The model comparison plot demonstrated that gradient boosting achieved an accuracy of 87.0%, precision of 74.5%, recall of 52.9%, F₁-score of 0.619, and AUC of 0.859. Although discrimination was strong, the recall of 52.9% indicates that nearly half of the mortality cases were not identified at the default classification threshold. Therefore, while the model demonstrates predictive capability, its sensitivity limits immediate deployment as a high-stakes early-warning system without threshold optimization.

This study used retrospective secondary EMR data, which may contain incomplete or inaccurately recorded variables, introducing potential information bias. Only 1 baseline record per patient was retained to avoid correlated observations, limiting longitudinal analysis. Patients who transferred to other facilities were excluded, potentially introducing selection bias.

Although the cohort required documented baseline ART initiation records, limited variable-level missingness (<10%) was addressed using median (continuous variables) and mode (categorical variables) imputation. Therefore, this was not a strict complete-case analysis. Excluding individuals on ART for less than 6 months may have introduced survivorship bias, potentially inflating performance metrics and limiting generalizability to newly initiated ART populations.

SMOTE-based oversampling may not fully replicate real-world population distributions. External validation using independent datasets was not performed, and model performance may vary in other geographic or clinical contexts. Data were drawn from a single city administration, limiting external validity.

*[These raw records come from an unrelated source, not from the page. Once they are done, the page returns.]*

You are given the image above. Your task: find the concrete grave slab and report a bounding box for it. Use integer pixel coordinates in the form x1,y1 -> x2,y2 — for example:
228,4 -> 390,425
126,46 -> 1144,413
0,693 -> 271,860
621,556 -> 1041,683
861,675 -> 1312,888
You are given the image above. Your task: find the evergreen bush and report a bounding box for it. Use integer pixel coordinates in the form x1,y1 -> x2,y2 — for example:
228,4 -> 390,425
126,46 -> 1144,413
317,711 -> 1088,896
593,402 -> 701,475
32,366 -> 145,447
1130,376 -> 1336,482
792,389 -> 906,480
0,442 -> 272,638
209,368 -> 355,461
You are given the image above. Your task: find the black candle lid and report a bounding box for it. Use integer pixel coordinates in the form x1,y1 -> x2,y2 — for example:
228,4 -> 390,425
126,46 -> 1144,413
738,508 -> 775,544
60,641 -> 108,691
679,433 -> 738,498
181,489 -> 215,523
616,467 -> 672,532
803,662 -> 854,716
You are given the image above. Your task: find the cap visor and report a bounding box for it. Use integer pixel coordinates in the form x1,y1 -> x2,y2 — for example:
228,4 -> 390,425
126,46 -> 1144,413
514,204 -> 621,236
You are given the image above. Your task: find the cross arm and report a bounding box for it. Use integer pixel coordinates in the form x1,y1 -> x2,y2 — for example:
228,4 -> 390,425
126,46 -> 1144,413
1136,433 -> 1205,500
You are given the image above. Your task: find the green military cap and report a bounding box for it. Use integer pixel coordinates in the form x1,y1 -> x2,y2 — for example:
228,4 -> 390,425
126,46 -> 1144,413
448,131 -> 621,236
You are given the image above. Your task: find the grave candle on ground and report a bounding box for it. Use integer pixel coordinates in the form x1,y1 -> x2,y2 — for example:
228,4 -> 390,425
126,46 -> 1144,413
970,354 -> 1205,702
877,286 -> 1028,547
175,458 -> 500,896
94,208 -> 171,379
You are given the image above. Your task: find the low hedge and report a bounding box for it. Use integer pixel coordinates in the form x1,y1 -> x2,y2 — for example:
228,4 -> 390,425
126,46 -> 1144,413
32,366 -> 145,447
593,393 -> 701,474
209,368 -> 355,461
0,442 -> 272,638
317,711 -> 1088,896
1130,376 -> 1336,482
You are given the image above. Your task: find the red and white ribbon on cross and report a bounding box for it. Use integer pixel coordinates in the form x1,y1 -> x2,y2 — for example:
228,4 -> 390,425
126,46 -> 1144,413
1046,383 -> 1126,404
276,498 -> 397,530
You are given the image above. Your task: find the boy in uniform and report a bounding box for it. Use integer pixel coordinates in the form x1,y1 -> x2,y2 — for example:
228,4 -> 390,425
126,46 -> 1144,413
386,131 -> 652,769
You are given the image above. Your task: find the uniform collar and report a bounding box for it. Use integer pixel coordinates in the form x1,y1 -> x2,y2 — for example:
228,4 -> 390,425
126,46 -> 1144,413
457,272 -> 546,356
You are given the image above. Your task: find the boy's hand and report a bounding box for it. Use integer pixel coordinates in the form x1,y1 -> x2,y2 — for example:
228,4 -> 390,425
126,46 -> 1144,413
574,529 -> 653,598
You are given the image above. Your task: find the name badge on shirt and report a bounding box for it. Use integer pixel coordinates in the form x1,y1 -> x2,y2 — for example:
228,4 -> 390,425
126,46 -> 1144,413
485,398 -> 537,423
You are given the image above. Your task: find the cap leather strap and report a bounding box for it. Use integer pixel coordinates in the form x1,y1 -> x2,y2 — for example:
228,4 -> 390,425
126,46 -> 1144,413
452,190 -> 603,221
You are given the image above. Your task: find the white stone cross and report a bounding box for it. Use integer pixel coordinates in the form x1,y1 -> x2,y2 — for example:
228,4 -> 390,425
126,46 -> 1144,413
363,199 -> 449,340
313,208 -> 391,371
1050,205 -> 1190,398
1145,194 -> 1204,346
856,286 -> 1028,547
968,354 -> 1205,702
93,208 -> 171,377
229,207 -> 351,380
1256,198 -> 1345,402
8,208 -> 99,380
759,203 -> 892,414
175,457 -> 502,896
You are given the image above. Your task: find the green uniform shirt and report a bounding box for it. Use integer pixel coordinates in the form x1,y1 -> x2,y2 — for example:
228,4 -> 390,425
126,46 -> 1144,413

Finally, given the moderate sensitivity (52.9%, 272/514), the model may miss a substantial proportion of high-risk patients at the default threshold. Future implementations should consider threshold calibration based on clinical priorities, particularly if minimizing false negatives is paramount.

Future studies should use multicenter or national-level data to enhance generalizability and external validity. Prospective validation studies are needed to evaluate real-world performance. Threshold optimization strategies should be explored to improve sensitivity where early mortality detection is prioritized. Integrating temporal modeling approaches may capture longitudinal treatment dynamics. Additionally, embedding explainable models within clinical workflows could support structured risk assessment, provided that implementation is accompanied by clinician oversight and contextual calibration.

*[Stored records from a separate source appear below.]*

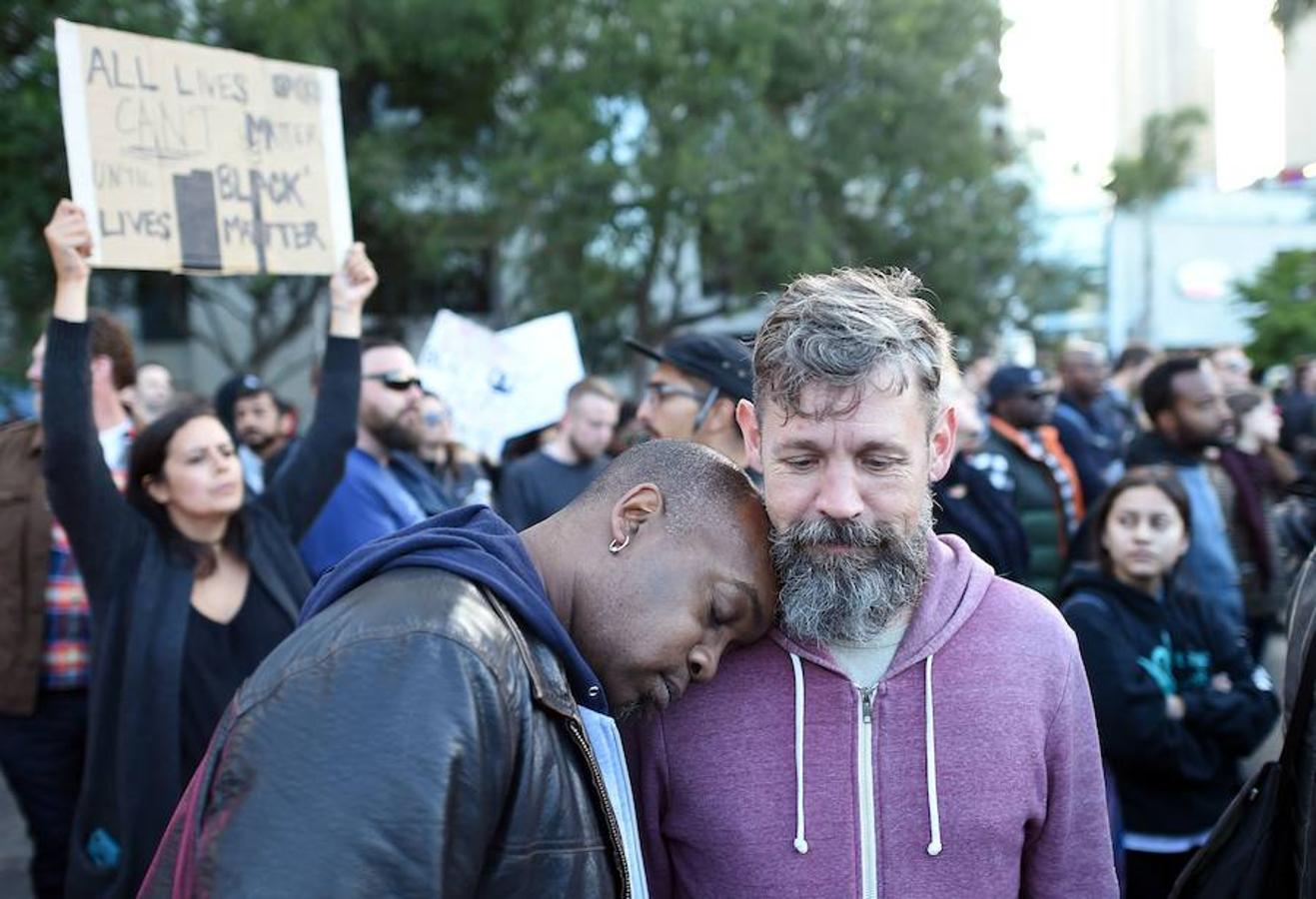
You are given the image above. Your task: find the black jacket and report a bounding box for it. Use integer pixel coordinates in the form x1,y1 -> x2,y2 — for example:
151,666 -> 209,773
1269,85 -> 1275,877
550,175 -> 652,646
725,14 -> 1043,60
1284,550 -> 1316,899
931,454 -> 1028,580
42,320 -> 361,896
1061,568 -> 1279,836
142,567 -> 626,899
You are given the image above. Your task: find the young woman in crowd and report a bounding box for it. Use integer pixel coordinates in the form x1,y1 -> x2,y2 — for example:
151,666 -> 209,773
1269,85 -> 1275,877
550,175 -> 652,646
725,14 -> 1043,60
1062,465 -> 1279,899
1220,390 -> 1300,659
42,200 -> 378,896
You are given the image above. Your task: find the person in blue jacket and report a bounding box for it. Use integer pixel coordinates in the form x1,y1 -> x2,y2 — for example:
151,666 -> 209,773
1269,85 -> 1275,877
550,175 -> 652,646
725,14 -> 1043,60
1062,465 -> 1279,899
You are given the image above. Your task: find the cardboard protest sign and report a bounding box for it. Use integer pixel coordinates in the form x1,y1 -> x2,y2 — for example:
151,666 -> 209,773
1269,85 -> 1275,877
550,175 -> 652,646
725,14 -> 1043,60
55,20 -> 352,275
417,310 -> 585,462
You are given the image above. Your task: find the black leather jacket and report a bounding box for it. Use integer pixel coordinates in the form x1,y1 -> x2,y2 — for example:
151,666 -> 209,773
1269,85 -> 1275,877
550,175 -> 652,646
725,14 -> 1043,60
141,568 -> 627,896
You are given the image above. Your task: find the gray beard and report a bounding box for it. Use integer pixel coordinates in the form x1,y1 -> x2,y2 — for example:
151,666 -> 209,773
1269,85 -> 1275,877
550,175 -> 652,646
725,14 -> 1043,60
771,494 -> 931,643
370,422 -> 420,452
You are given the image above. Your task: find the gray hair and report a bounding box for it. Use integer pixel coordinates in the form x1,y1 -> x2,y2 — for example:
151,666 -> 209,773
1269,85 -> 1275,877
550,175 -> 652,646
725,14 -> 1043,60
754,269 -> 953,427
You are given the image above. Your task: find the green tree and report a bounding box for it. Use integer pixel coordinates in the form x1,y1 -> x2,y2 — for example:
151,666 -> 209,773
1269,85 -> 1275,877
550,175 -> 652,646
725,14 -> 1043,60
1105,107 -> 1207,340
1270,0 -> 1316,37
1237,250 -> 1316,368
0,0 -> 1063,382
490,0 -> 1047,363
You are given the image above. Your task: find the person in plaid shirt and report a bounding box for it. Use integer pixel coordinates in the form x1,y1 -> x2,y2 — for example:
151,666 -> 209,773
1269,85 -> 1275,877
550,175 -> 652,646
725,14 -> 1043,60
0,312 -> 136,898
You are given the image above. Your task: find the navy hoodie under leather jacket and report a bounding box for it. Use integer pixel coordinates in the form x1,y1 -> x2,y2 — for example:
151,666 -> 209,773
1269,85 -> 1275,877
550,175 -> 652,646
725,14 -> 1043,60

This study demonstrates that interpretable ensemble ML models trained exclusively on baseline EMR data achieved moderate yet clinically meaningful discrimination in predicting mortality risk among people living with HIV initiating ART. SHAP-based interpretation confirmed that educational attainment and baseline CD4 count were the most influential predictors, followed by residence, age, and functional status, highlighting the combined impact of socioeconomic vulnerability and immunological status at treatment initiation. These findings suggest that transparent and explainable ML approaches may support early risk stratification and targeted intervention planning within HIV care programs. Nevertheless, external validation and prospective evaluation are required before integration into routine clinical decision-making.